Un acte, une action, est donc toujours pris dans un processus : il n’est pas libre. Il dépend des conditions et est influencé par la façon dont je vois le monde et dont je le ressens.
Prenons un exemple. Je souhaite agir pour la planète car je sens que nous vivons une période critique et qu’il est plus que temps de réagir. Cette simple pensée ou phrase, préliminaire à l’action, porte en elle tout ce que nous venons d’évoquer : point de vue sur le monde, intention (vision), émotion (sentiment d’urgence et peut-être même peur), résolution (souhait d’agir), etc. C’est donc cela le sens de l’action : percevoir ce qui se cache sous le simple constat de la mise en branle. SI nous parvenons à percevoir cela, nous ne sommes désormais plus dans la réaction simpliste, mais nous réalisons pourquoi nous souhaitons agir et nous pouvons alors orienter le résultat de l’action. En d’autres termes, si je suis confus, mon action sera confuse. Si je suis clair, telle sera mon action.
Néanmoins, le chemin qui nous permet de réaliser le sens de l’action ne s’arrête pas là pour la Grande Perfection. En effet, là où je pense agir, il n’y a en fait nulle action. Il n’y a qu’une projection, qu’un rêve infini dans lequel alternent pensées, actions, émotions, sensations… sans cesse. Si nous élargissons notre vision et que nous essayons de nous rappeler de chacune de nos actions, nous faisons le constat que c’est impossible. Tous nos actes disparaissent de notre mémoire au fur et à mesure que le temps passe, comme s’ils n’avaient jamais existé. Comme dans un rêve sans fin…
Si je souhaite mettre fin à ce rêve, je dois aller encore plus loin dans la découverte de l’origine de l’acte, et c’est à ce moment-là qu’il est nécessaire de me doter d’une « intention noble ».
Si l’intention que j’ai à la base est claire, posée, réfléchie, l’acte qui va en découler le sera tout autant.
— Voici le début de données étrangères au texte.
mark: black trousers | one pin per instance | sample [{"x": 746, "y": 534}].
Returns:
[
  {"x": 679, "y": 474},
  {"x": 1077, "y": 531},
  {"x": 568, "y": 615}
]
De même, plus mon intention est vaste, plus grande sera mon action. Cette intention noble va donner naissance à « l’action noble », qui est une dimension universelle de l’action. Cela va me permettre de développer une vision bien plus vaste et profonde.
Ainsi, l’action noble est guidée par la volonté de faire le bien des êtres, sans distinction entre eux. Dans le Dzogchèn, on associe toujours l’action et la compassion, le faire et le don, l’activité et la bienveillance.
L’intention vaste est la base d’une action sans commune mesure avec celle motivée par le désir égoïste, la peur ou la confusion. Elle est le socle de la reine des actions : l’activité éveillée, dont nous parlerons dans le prochain article.